September 26, 2015 by islandersvoice1
A corollary of that aphorism might be that elected bodies such as county councils and legislatures, who are empowered to write the laws, should not “micromanage” those laws.
Three years ago, the deliberations of the committee elected to amend our county charter talked about both “least government” and “don’t micromanage.” Apparently, at least one member of the San Juan County Council disagreed with the micromanagement corollary.
The amended charter designated the Council to exercise the executive authority for county government, to be implemented by the County Manager at the direction of the whole Council. The entire Council, it was said, should exercise its authority through the budget and the ordinances and resolutions considered and approved by the Council. The Council should not concern itself with the nitty-gritty details of managing the bureaucracy and especially should not interfere with the employees or the regulatory structure created by the Council.
Traditionally, in San Juan County and in many local governments, Councilmembers were involved in the decisions and actions of the employees of the county. These “hands-on management” traditions were strong in San Juan County: Councilmembers could “get things done” – and help friends and constituents navigate the impersonal bureaucracy and the ever-more complicated County regulatory scheme. This kind of management was the norm is city and county governments, but it invariably led to abuses, favoritism and ill-considered decisions.
When the Council sticks to its primary duties – approving the County budget and making sure that ordinances and resolutions advance County policies and priorities – it’s doing a good job, although some may disagree with its interpretation of those policies and priorities.
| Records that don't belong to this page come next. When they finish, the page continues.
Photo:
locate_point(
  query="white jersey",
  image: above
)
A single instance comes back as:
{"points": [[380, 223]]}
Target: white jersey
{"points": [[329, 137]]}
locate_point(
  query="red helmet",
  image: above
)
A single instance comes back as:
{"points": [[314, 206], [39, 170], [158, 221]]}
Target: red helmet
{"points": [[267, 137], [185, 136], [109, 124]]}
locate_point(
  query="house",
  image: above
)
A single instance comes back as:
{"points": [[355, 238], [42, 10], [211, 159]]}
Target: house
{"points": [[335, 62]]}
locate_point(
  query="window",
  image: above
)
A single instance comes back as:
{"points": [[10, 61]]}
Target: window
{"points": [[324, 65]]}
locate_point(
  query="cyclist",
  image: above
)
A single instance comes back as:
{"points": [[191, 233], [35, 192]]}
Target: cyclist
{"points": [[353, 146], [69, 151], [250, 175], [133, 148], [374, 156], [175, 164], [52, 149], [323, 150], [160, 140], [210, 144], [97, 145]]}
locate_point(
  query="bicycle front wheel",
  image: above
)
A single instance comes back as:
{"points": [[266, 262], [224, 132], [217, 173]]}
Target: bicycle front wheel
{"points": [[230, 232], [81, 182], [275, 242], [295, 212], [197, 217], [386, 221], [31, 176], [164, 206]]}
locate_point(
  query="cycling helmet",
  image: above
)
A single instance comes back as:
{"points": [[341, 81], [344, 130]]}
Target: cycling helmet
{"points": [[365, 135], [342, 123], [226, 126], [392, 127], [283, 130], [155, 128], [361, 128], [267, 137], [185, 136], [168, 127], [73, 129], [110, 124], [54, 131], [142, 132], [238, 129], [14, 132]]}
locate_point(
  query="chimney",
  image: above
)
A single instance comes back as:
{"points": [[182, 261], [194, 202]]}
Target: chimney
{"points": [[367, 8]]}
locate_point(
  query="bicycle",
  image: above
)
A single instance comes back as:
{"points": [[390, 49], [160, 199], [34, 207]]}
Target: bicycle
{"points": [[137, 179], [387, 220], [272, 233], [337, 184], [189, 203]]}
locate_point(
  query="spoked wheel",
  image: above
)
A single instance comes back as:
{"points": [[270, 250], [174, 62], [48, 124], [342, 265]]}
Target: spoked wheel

But getting personally and individually involved in our County’s bureaucracy and the regulatory scheme set forth in our laws seems to have become ever more prominent in our County governance, although it is difficult to determine which Councilmembers are doing so because of lack of transparency.
Individual Councilmembers, it appears, are directly approaching the County Manager on issues without talking with other Councilmembers and without bringing matters before the whole Council in one of its public meetings.
Among a number of actions taken without full Council action, or at least without public action by the Council: a career employee (the lead planner on the Critical Areas Ordinance update process) was peremptorily fired; two County department heads were removed; a consultancy contract (with Lovell Pratt, who was defeated in the 2012 election) was terminated; and one Councilmember directly involved himself in at least two regulatory processes.
In one permit application dispute, a Councilmember, at the request of an attorney for the permit applicant, made a formal affidavit suggesting that the Councilmember by himself could inform the Planning Department what the intention of the Council was with regard to a provision of the Critical Areas Ordinance.
Another direct involvement is especially troubling. Apparently, the Councilmember for San Juan Island sought the reversal of a staff finding requiring a “wetland reconnaissance report“ before a permit would be issued involving land owned by the homeowners association, where the Councilmember resides, owns a second parcel, and was also president of the association.
The County Manager reversed the staff finding based upon his walk-through inspection of the site, determining there was “no wetland.” The subsequent issuance of the permit was the subject of a whistleblower complaint by Chris Laws, the County Code Enforcement Officer, who subsequently resigned his position after the County Prosecutor ruled that the the whistleblower complaint was not valid. The fallout from the episode continues.
This isn’t the way San Juan County, or any local government, should operate. Direct involvement by individual Councilmembers in County government operations, employment actions or department decisions should not occur. If such involvement is warranted, the entire Council should be involved and the proceeding should be public. That was the intent of the framers of the charter and that is part of basic good governance.
This is the first of several essays I have been invited to write by Islanders’ Voice, drawing on thirty years of direct involvement in politics and government as a lobbyist for businesses and associations, and two years of local reporting for the San Juan Journal. I appreciate the opportunity afforded me by Islanders Voice to offer my opinions on local government and politics.
My future entries on this blog will address the highly-contentious Critical Areas Ordinance review process (including especially whether it needed to be as expensive and time-consuming as it was), the general organization of county government, the nature and timing of the county elections, the county budget and taxation process, and related local government questions.
As a matter of disclosure, I am considering filing for election to the County Council in 2016 for the San Juan Island Residency District seat.
Note from Editor: This op-ed represents the opinions of the author. It does not necessarily represent the views of Islanders’ Voice or of the San Juan County Democrats.